# Tree trap-out update



## Cleo C. Hogan Jr (Feb 27, 2010)

By tomorrow you should have 3 to 5 pounds of bees if it is a strong colony and the brood nest is close to the trap box. You can also check to see if the queen came out to inspect your brood.

Keep us posted.

cchoganjr


----------



## tomkat (Apr 27, 2014)

I took about two pounds out of my cut out, I had a emerging queen for them.


----------



## Bee Whisperer (Mar 24, 2013)

My trap-out has dried up, and the bees are finding numerous other ways to get in and out rather than using the trap. Stumped. :scratch:


----------



## GOHoney (Jun 19, 2013)

I will be checking tomorrow to see how it is going. Bee Whisp, I am not totally sure I have this one sealed up till I drop the trap cone. I used Cleo's idea of blacking out everything but my entrance. I used black trash bags. Seems to have worked well. My entrance is the only one they are using at this time.


----------



## Cleo C. Hogan Jr (Feb 27, 2010)

3 mil black plastic is the best I have found to block out and black out entrances. 

Lowe's and Home Depot have the barrel size, 3 mil , contractor bags.

Bee Whisperer... Do you have a photo of your trapout??? 

cchoganjr


----------



## GOHoney (Jun 19, 2013)

I checked the tree today and there was about four frames of bees in it. I did not spend much time or take any off. Again I only had foundation for this trap. I am going to give them a few days to build some comb.


----------



## Stung-a-lot (Oct 10, 2013)

Not intending to hi-jack the thread but, Cleo how long will a trap need to be in place to eliminate the existing hive? The lady wants the hive gone from the tree in her back yard.

Thanks,


----------



## Cleo C. Hogan Jr (Feb 27, 2010)

Most eliminations require 4 to 6 weeks from start to end.

cchoganjr


----------



## GOHoney (Jun 19, 2013)

I played this one a little different than the house trap. The hive box has been attached three weeks or so. I went today to add another frame of uncapped brood and take off some bees. I was a little overwhelmed when I opened the hive box. It was completely packed with bees They have built out come and started storing honey and pollen in it. I only had a 5 frame box with me so I closed it back up and decided to ask for advice. Should I take all or the majority of the bees in this box the first round? I am going back Sunday, I have 2 five frame boxes to transport and a hive box waiting. I just could not believe how many bees had taken up residents in the box. 

Your thoughts?


----------



## Cleo C. Hogan Jr (Feb 27, 2010)

Are you trapping to eliminate the colony, or just get enough bees in the right mix to start a new colony.
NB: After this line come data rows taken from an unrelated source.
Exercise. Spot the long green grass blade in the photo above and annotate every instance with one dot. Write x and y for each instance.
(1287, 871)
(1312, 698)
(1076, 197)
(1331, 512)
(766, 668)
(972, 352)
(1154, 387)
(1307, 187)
If you are eliminating, take them all. Your goal is weaken the colony so it cannot sustain itself. Bait again with brood and take more.

cchoganjr


----------



## GOHoney (Jun 19, 2013)

Eliminate Cleo, The owner wants them gone. I would love to use this tree as a nuc tree but the owner has grand children and is afraid they will get stung.


----------



## GOHoney (Jun 19, 2013)

I took off an over flowing nuc of bees today from the tree. I placed another frame of uncapped brood in and put in the trap cone.


----------